Rick Scott stepped to the podium to start a Tallahassee press conference when a man approached him with a handshake.
“Mr. Scott,” the man said. “I have a subpoena here for you.”
Scott’s brief smile fell from his face as he grabbed the subpoena.
Scott didn’t know it at the time, but he had indirectly just come in contact with a man who would become a persistent thorn in his side for the next four years: Steven R. Andrews, a Republican Tallahassee trial lawyer with mad-scientist hair and a flair for headline-grabbing.
Andrews had sent the process server at the time — Aug. 10, 2010, to be exact — to deliver a lawsuit that sought to force Scott to disclose a sealed deposition he gave in a healthcare lawsuit six days before announcing his bid for governor. Andrews lost that suit, which sought to declare Scott a “public hazard.”
Now, almost four years later to the day, Andrews is still vexing Scott over public disclosure.

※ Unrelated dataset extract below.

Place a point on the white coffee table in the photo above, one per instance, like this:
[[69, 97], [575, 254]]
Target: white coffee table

On Wednesday, Andrews won a battle in a public-records lawsuit against Scott’s administration when a Tallahassee judge ruled that Google and Yahoo must disclose information about private email accounts held by Scott as well as his current and former employees.
Asked later by reporters if he or his staffers used the accounts to discuss public business privately, Scott issued a blanket denial.
“Absolutely not. We follow the law,” Scott said. “This is just an individual that sues the state, tries to cause problems”
Brace yourself for more “problems,” governor.